The arrival of Kohl’s, Lowe’s and SPI grabbed headlines with the addition of approximately 380 new jobs by May 2011 and the promise of hundreds more supporting positions springing up in response to the new growth.
Cope also announced that the former Mervyn’s building has been snapped up by national retail clients, although he refuses to reveal which business will be taking up shop.
In addition, several local high tech firms also took advantage of an improving economic climate to expand product lines into new fields, including Sandvik’s — formerly MRL Inc. — partnership with the solar energy field and the growth of PowerPlus Inc.
Much of that work rests on using the TCEDA as a facilitator between government and business to cut through red tape by ensuring that businesses get all the information they need the first time.
“We’re trying to get all the requirements out in front of them at one time so they can do their homework and come back and be successful,” Russell said.
Although 2010 offered a year of visible successes, the task of economic development ultimately rests on the cultivation of local resources and attraction of outside money and talent to spur continued growth.
With that in mind, the TCEDA specifically did not involve itself with businesses with fewer than 10 employees.

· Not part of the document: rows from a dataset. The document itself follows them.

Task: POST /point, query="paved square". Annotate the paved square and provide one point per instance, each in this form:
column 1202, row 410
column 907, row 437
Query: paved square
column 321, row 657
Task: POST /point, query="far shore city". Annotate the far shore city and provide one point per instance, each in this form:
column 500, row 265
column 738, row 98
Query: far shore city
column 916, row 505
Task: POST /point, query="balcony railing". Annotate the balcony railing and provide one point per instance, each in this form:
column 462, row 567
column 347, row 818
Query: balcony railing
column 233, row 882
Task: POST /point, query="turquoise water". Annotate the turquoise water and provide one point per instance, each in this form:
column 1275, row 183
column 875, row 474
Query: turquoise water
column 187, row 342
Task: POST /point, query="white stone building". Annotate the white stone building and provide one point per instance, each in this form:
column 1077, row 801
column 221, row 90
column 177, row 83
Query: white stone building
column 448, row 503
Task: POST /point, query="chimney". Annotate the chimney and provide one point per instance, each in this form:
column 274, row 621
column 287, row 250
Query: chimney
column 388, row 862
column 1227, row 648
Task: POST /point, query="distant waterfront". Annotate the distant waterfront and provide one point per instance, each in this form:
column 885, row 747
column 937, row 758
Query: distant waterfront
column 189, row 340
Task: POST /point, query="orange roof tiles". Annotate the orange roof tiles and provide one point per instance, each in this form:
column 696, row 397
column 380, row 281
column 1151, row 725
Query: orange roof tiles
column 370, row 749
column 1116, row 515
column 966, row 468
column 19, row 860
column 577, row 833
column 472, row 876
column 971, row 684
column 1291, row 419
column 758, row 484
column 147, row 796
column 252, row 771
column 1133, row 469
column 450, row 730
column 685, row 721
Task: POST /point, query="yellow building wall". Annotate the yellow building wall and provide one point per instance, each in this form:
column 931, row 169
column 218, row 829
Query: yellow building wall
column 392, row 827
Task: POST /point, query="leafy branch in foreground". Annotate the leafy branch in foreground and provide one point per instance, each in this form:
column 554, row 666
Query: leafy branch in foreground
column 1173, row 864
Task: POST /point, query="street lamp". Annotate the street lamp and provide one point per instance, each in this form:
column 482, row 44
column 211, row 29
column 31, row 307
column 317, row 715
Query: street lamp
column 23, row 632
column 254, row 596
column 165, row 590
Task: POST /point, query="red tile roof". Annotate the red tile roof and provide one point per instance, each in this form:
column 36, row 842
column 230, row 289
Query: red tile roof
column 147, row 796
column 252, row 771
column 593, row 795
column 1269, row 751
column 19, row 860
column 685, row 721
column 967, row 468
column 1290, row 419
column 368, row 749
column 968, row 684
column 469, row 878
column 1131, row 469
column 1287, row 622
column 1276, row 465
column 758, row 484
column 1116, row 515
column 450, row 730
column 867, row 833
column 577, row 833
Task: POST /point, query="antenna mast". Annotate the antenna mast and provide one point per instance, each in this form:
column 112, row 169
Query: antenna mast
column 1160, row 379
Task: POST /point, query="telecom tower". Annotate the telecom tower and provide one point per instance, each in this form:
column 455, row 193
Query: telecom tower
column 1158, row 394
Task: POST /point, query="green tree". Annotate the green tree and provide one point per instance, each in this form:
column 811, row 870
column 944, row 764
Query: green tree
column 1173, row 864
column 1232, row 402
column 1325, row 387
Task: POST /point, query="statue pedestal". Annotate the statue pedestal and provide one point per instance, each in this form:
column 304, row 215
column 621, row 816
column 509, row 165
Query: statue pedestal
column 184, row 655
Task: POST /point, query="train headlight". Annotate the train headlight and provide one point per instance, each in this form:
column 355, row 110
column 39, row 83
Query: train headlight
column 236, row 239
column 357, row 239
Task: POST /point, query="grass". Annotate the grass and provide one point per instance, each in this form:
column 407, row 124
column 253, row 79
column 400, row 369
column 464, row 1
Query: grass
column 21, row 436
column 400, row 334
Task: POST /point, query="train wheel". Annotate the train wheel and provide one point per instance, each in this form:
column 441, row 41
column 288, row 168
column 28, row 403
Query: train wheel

Instead, Cope engaged with two other economic development entities, including the Service Corps of Retired Executives, the Tuolumne County Chamber of Commerce and the Small Business Development Center to create the Tuolumne County Business Alliance, a one-stop shop for small business development.
The alliance reached 350 small business clients in 2010, assisting budding entrepreneurs with developing successful business plans, securing loans and training in business software.
Business to Business trainings attracted more than 100 attendees over the course of the year, and the proposed “business incubator” allowed fledgling businesses a low-cost opportunity to mature before taking the full brunt of economic realities.
The TCEDA board instructed Cope and his assistant Beth Hartline to keep the ball rolling on business development and attraction, with a focus on establishing a business-friendly reputation for the city and county.
“I think that establishing a reputation that Tuolumne County is business friendly, and that there are people here who will help you move your business and establish a business is the hardest to change,” Russell said. “That’s probably the biggest thing we can do for the future.”
Although prospects are bright, there are still uncertainties on the horizon. High tech employers complain that there are not enough potential employees with sufficient engineering and science education to hire in the county.
Gov. Jerry Brown’s proposed budget also presents a hurdle, as the city’s portion of the TCEDA costs is funded through the Redevelopment Agency, which the governor has put on the chopping block.